E-commerce Shipping Analysis

Author

Joe Galuppo

Introduction

Today, we are going to take a deep dive into a data set that will be able to help online entrepreneurs understand their supply chain in-depth by looking at shipping data from an electronic E-commerce company. This data includes some interesting nominal and ordinal data that will provide insights to what components have excellent correlation in an effective supply chain process. The following is our data and what each category entails:

Warning: package 'kableExtra' was built under R version 4.3.2
Variable Description
ID Each specific event is given an ID number to track its process
Warehouse_block Warehouse block at the electronic company (A, B, C, D, F)
Mode_of_Shipment How each delivery's transportation is conducted
Customer_Care_Calls Number of calls made to ensure the product was shipped safely
Customer_Rating Rating given to the company for delivering its product (1, lowest; 5, highest)
Cost_of_Product How much the product costs
Prior_Purchases How many prior purchases the customer has made
Product_Importance How the company rates its most important products (low - high)
Gender Gender of the customer
Discount_Offered Discount offered to a specific customer
Weight Weight of the product in grams
Reached_on_Time If the product reached its destination on time or not

Analysis

This data set gives us lots of interesting data to use that can help us understand:

What methods can we take to ensure the product arrives on time? What do we do that will give us a good rating? What things correlate the most that determine importance? How does our ratings compare to other companies?

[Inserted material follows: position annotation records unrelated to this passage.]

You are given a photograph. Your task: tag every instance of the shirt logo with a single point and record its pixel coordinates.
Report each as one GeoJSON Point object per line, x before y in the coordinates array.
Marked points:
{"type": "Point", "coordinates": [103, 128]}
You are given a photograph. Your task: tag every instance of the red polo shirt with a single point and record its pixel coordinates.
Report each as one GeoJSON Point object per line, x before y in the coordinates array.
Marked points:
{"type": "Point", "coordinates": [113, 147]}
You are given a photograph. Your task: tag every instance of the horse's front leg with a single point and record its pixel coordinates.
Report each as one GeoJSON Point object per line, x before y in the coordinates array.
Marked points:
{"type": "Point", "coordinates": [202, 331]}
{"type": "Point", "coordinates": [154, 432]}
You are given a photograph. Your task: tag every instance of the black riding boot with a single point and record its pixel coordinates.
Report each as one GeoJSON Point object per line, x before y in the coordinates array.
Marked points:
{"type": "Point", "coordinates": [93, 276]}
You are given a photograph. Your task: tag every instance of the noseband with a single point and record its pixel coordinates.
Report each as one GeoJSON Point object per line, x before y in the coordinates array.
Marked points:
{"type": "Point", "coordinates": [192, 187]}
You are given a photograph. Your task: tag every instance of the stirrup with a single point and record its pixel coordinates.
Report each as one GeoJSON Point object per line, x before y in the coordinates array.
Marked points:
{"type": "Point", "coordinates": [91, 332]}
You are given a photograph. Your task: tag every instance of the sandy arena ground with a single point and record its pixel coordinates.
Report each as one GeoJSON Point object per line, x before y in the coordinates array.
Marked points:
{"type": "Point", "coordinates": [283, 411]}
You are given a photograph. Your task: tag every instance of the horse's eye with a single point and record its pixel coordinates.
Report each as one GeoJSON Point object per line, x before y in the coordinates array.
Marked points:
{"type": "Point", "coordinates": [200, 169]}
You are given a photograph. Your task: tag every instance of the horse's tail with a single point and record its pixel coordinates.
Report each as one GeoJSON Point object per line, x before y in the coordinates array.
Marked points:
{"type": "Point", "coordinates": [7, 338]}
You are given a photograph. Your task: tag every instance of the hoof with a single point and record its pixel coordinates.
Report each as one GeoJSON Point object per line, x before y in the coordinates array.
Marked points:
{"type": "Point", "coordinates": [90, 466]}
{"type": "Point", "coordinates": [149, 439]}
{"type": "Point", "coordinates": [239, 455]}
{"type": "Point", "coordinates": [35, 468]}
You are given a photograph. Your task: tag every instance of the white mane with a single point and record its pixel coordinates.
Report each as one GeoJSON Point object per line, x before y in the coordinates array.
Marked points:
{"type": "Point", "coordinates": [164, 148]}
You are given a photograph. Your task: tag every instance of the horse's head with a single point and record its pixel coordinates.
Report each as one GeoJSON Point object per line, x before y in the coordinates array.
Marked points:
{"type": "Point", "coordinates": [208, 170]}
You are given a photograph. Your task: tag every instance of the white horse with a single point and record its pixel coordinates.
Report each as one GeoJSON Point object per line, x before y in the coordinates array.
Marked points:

I believe these things will be interesting because it will be helpful to try and determine what a great supply chain has. By looking at all the components, we can really see what a company can do to make its supply chain great! Also, I find this data to be very rich with lots of hidden parts that we cannot get from just looking at it. Only an analysis will be able to tell us!

Process Optimization

To begin, we will be taking a look at what is the best method to delivering our products. We can tell what the optimized path is by looking at what mode of shipment, what warehouse it comes from, and what level of importance is the most effective for delivering our product on time. Comparing this to the most frequently chosen path, we can show the company by changing to the more effective path, their company can benefit by providing customers downstream value through saving on costs. The first step in determining what a great supply chain will have is determining the effectiveness and frequency of each path. We are going to look at the completion rate of each mode of transportation to determine which will be the most reliable way to ship our products to begin.

── Attaching core tidyverse packages ──────────────────────── tidyverse 2.0.0 ──
✔ dplyr     1.1.3     ✔ readr     2.1.4
✔ forcats   1.0.0     ✔ stringr   1.5.0
✔ ggplot2   3.4.3     ✔ tibble    3.2.1
✔ lubridate 1.9.2     ✔ tidyr     1.3.0
✔ purrr     1.0.2     
── Conflicts ────────────────────────────────────────── tidyverse_conflicts() ──
✖ dplyr::filter()     masks stats::filter()
✖ dplyr::group_rows() masks kableExtra::group_rows()
✖ dplyr::lag()        masks stats::lag()
ℹ Use the conflicted package (<http://conflicted.r-lib.org/>) to force all conflicts to become errors
Warning: package 'tidytext' was built under R version 4.3.2
Warning: package 'textdata' was built under R version 4.3.2
Mode_of_Shipment Total_Shipping_Count Reached.on.time.sum completion_rate_mode
Flight 1777 1069 60.15757
Road 1760 1035 58.80682
Ship 7462 4459 59.75610

As we can see here, the three modes of transportation are quite similar in completion rates. However, it appears that flights are the most effective strategy to send our products. Assuming that the cost of shipping each of these ways are similar, we would assume that flights would be the best way to send all products.

However, according to the graph, we can see that ship is by far the most commonly used method of transportation. Since we don’t know what company this is, we have to assume this either because they are not near an easily accessible airport or their warehouse is located closely to a harbor.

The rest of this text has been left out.